With a debt ceiling agreement now finalized, an unwavering U.S. consumer and persistently strong employment data, CEOs are now betting against a recession—or a deep or lengthy one at least.

That’s according to Chief Executive’s June CEO Confidence Index, which finds America’s chiefs regaining confidence in the economy, as fears of a recession and a slowdown in consumer demand wane.

At 6.6 on our 10-point scale (where 10 is Excellent and 1 is Poor), our forward-looking indicator of CEO confidence in business conditions 12 months from now is up 11 percent since May—and at highest point for the last 12 months.

The last time the index was within that range was in March of 2022, when it topped 6.7 on hopes that the Covid recovery would put business back on track.

Of course, things didn’t go as planned then, and the Index has been flirting with multi-year lows ever since. Until now.

While there remain serious concerns over key economic indicators (inflation, tight labor), geopolitical uncertainty and the volatility that is likely to stem from the upcoming election year, CEOs say demand hasn’t slipped as much as they anticipated. Most report their companies are still growing—albeit at a slower pace than before—and few expect a long recession, if any at all.
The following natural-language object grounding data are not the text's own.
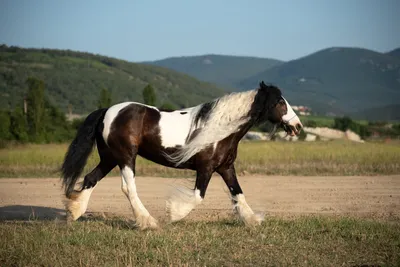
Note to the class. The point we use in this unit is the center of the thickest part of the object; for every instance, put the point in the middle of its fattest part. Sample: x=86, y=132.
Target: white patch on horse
x=175, y=127
x=291, y=117
x=181, y=202
x=77, y=203
x=245, y=212
x=226, y=117
x=142, y=216
x=112, y=113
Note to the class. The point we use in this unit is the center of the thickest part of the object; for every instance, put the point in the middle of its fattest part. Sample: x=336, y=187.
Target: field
x=268, y=158
x=326, y=204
And when asked to rate the current business environment, CEO confidence was also high, with a rating of 6.7 out of 10, up 12 percent since May—also a 12-month high.
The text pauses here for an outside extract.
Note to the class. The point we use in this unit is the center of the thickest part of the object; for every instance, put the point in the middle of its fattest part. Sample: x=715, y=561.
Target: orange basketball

“Our sales have grown by over 40 percent in the last two years, and our order book continues to grow. We do not see a short-term slowdown in our industry,” said Scott Glaze, CEO of wire manufacturer Fort Wayne Metals.

“More is being spent on services,” said John Zenger, CEO of leadership development firm Zenger Folkman, when asked to explain his optimism for the year ahead. “Consumer confidence remains high. Concerns about an impending recession have not materialized. Inflation is coming down. Trump will be disqualified from running for Presidency, and this will be less polarized.” He expects business conditions to rate at 9 out of 10 by this time next year.
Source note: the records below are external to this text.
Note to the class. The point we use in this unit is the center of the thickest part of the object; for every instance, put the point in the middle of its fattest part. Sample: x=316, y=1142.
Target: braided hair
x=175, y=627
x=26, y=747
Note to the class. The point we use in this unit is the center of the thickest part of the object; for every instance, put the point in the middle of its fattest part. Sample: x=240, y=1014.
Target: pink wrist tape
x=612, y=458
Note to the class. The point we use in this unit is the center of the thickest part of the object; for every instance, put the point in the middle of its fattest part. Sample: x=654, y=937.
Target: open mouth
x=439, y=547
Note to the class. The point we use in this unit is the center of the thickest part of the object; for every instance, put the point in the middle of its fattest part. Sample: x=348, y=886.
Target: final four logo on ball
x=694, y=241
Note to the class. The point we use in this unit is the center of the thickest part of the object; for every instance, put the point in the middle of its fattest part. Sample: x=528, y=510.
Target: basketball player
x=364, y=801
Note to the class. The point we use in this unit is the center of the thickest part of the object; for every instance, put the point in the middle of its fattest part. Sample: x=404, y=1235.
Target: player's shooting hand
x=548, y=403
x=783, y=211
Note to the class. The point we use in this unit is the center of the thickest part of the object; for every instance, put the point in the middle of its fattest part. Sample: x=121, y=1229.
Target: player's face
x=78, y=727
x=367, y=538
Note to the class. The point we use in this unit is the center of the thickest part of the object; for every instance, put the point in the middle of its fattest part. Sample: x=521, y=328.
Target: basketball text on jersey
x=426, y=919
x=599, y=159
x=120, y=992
“We have a record backlog of work and see no slowdown in opportunities to bid more work. The architects and engineers in the Southeast have robust backlogs, which means that more projects are in the pipeline,” said Mike Rogers, president of Rogers & Willard, a mid-sized construction company.

CEOs across various industries shared the optimism, highlighting a trend that goes beyond specific sectors. One group is an outlier, though: Financial services CEOs anticipate conditions to be much more difficult, rating the future environment a 4.4 out of 10, more than 30 percent lower than the average.

It’s also important to note that most CEOs don’t expect conditions to improve significantly in the short term, either. Only 28 percent of the 123 CEOs polled June 6-8 said they were hopeful business would improve by this time next year—down from 34 percent last month. Instead, 38 percent said they anticipate more of the same by June 2024, and 34 percent expect conditions to deteriorate some more over the next 12 months, just not as much as they had anticipated in recent months.

Interestingly, the proportion of those who expect the status quo has now surpassed both other groups for the first time since the pandemic.

THE YEAR AHEAD

When asked to forecast numbers for their respective companies, our data shows a growing proportion of CEOs who now expect profits to increase in the year ahead, 71 percent from 52 percent in May. And of those, 39 percent said they expect the increase to be double digits.

Similarly, more than three-quarters of CEOs polled said they expect revenues to also increase in the next 12 months. That proportion is up 27 percent since May. Here, 45 percent expect that growth to be more than 10 percent.

With these forecasts in mind, more CEOs are moving ahead with increasing capex, 50 percent vs. 35 percent in May, and 56 percent said they’d add to their workforce, compared to 35 percent the month prior.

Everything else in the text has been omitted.